В роту я вернулся в половине третьего, написал записки командирам первого и третьего взводов с указаниями по поводу предстоящей атаки, отправил вестовых и завалился спать — можно было ухватить ещё пару часиков. В пять меня разбудили — принесли завтрак. Быстро заглотив перловку с мясом, я дошел до артиллеристов, где застал Антонова, доедающего свою порцию каши.
— Привет, ты уже знаешь, что сегодня немцы будут атаковать? — спросил я его, пожав руку.
— Да, в три часа вестовой прибежал из дивизиона. Говорят, это ты тут ночью пошумел? Немецких диверсантов уничтожил?

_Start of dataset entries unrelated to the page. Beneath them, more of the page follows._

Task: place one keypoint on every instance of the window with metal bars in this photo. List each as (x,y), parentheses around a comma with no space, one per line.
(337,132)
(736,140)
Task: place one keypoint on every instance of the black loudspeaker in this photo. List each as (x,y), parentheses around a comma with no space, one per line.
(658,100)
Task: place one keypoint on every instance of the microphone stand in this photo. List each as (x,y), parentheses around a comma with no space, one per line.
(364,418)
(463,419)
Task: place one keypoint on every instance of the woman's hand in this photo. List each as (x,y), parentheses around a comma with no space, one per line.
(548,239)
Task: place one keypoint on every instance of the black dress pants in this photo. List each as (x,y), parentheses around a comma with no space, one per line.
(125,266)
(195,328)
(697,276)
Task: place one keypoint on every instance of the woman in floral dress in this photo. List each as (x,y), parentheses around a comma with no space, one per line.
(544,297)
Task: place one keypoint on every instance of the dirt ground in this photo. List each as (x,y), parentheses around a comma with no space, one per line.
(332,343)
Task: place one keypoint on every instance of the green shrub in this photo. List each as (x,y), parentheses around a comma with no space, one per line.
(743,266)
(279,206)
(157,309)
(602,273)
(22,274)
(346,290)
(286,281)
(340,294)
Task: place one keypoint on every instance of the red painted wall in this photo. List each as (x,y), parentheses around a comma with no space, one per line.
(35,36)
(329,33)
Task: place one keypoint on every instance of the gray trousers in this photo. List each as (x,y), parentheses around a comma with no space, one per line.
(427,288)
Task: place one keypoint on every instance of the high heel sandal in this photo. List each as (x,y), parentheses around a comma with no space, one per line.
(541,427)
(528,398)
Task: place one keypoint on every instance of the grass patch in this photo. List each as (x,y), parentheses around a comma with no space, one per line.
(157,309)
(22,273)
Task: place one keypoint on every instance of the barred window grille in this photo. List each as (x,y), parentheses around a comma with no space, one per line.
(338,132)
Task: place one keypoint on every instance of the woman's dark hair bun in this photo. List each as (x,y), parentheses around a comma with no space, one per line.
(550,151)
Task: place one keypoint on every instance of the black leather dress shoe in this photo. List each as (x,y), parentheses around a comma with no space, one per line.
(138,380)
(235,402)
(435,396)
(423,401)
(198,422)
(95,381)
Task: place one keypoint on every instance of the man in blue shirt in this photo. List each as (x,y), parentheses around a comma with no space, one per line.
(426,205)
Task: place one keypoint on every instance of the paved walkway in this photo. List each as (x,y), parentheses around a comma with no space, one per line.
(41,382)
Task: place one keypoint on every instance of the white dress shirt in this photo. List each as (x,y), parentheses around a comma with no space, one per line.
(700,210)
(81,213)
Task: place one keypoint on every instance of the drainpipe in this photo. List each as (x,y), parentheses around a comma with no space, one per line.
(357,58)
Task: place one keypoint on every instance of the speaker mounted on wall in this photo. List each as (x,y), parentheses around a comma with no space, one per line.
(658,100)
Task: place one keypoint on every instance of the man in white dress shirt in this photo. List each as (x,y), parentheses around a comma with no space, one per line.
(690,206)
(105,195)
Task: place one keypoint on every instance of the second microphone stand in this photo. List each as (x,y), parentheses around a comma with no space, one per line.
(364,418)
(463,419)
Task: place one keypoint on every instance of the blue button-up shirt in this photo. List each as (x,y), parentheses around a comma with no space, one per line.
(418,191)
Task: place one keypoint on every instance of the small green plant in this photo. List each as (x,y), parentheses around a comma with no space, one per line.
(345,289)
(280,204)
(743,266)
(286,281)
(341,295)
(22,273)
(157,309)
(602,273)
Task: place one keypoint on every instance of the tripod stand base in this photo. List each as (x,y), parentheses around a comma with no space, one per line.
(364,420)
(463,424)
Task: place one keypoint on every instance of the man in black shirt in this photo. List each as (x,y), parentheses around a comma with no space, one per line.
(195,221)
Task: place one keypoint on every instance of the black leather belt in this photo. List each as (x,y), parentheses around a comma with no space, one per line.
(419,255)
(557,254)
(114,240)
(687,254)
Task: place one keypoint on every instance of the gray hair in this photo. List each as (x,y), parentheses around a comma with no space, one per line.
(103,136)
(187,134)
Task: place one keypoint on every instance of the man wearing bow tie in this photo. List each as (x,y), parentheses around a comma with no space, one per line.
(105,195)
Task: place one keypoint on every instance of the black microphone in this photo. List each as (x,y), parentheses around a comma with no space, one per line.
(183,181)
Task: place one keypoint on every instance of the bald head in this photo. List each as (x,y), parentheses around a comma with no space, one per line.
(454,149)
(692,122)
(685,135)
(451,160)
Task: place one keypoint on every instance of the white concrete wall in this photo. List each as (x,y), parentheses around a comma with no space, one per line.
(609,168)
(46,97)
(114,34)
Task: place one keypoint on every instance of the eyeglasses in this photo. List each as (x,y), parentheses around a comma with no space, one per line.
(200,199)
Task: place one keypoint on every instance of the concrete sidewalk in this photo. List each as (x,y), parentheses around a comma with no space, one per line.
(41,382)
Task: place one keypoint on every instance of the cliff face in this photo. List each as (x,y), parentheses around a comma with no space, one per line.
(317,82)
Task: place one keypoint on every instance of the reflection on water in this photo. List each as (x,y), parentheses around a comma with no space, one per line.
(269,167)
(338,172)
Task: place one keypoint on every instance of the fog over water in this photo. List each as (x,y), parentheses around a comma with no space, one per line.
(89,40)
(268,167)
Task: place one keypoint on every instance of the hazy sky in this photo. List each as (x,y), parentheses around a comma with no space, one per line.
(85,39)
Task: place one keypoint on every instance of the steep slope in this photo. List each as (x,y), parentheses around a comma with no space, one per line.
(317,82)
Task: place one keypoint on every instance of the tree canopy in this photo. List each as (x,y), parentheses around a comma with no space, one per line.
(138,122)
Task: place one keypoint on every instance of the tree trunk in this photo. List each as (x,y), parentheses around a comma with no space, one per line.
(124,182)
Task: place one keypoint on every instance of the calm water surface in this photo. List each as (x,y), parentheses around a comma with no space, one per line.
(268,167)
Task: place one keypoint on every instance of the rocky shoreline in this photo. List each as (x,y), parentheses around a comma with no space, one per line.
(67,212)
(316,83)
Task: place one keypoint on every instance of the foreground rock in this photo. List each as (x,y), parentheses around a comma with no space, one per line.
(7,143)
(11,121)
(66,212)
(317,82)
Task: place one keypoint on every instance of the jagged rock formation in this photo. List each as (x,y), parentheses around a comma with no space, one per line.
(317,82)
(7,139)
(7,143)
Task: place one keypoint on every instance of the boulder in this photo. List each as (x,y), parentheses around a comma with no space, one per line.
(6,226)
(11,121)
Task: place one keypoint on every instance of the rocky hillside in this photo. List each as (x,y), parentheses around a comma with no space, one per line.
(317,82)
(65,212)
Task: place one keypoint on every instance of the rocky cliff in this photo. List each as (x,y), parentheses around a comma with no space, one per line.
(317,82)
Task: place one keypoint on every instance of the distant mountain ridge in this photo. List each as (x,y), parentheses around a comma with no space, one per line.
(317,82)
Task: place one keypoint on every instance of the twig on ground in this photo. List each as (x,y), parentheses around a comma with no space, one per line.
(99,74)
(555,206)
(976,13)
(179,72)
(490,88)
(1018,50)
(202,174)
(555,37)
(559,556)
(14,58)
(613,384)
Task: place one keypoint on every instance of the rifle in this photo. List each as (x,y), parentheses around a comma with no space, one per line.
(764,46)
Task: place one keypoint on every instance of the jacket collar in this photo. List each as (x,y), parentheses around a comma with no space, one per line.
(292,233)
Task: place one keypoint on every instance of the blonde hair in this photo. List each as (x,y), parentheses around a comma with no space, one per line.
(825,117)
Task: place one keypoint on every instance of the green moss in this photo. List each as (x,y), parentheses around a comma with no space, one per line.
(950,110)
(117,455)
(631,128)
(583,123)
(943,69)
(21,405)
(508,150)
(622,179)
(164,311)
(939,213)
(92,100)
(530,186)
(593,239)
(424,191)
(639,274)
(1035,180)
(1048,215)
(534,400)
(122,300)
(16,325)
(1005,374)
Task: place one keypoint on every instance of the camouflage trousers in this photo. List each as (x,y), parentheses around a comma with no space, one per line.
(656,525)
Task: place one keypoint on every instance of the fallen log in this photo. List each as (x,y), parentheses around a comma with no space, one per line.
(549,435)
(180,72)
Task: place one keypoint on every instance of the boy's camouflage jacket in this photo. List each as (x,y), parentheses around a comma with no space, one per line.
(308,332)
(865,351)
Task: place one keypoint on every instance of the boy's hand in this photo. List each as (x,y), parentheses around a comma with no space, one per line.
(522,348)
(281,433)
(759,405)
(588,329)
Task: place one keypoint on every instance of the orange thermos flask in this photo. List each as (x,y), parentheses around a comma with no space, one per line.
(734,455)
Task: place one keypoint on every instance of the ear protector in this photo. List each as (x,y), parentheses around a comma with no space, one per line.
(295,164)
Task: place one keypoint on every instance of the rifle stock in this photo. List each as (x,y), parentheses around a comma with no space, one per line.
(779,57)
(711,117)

— Да, есть такое, одного в плен взял, вот он и сказал, что напротив нас пехота. Танков вроде бы у них нет, зато имеются самоходные орудия «Штуг». Это почти как танк, но башня не крутится, и броня толще.
— Да знаю я, пока на переформировании под Рогачевом сидел, пообщался с артиллеристами, которым приходилось с ними сталкиваться. Надо его подпустить поближе, да в гусеницу фугасом бить, а как разуется и развернется — то уже бронебойным в борт. Так что не удивляйся, что я по ним издалека стрелять не буду. И пока со «Штугами» не разделаюсь, по пехоте тоже бить не стану.
— Насчет пехоты не беспокойся, отобьёмся, ты, главное, бронетехнику выбей. Кстати как со снарядами?
— Нормально, двадцать четыре бронебойных, двенадцать фугасно-осколочных и пятнадцать шрапнели.
— Ну да, негусто, но на один бой должно хватить.
Вернувшись на позицию второго взвода, я приказал всем максимально рассредоточиться по траншеям и ходам сообщения, а затем расположился в своём окопчике, намереваясь прикорнуть хотя бы на пятнадцать минут. Но немцы решили не предоставлять мне такой возможности и начали артподготовку. Насколько я мог судить, скрючившись на дне окопчика, били по нам в основном из восьмидесятимиллиметровых миномётов и семидесятипятимиллиметровых полковых пушек. Время снова растянулось до бесконечности, но когда взрывы стихли, мои часы показывали без десяти шесть, то есть обстрел длился менее пятнадцати минут. Я немного посидел в тишине, убеждаясь, что артподготовка прекратилась, и выглянул из окопчика чтобы осмотреться. Н-да, его не ждали, а он пришел — пушистый северный зверёк. На расстоянии примерно пятисот метров от меня виднелась медленно приближающаяся вражеская цепь, перед которой, стараясь не отрываться от пехоты, двигалась немецкая бронетехника — самоходные орудия и танки. Танки, которых здесь не должно было быть. В направлении моей роты шли две «двойки», двигавшиеся по направлению к окопам первого взвода, одна «тройка» ползла на меня и самоходка «Штуг» направлялась по полю в строну позиций третьего взвода. Похоже, немцы здесь не стали собирать в бронетехнику в единый кулак, а равномерно распределили по наступающим широким фронтом пехотным подразделениям.
— Не стрелять! — я ещё раз прокричал команду, которую уже отдавал до начала немецкой артподготовки и, поправив каску, направился на позицию минометчиков, расположенную на левом фланге. Здесь расчет из двух бойцов за прошедшее время проделал огромную работу: вырыл окоп два на два метра, в котором располагался один пятидесятимиллиметровый миномет. Второй был в составе первого взвода.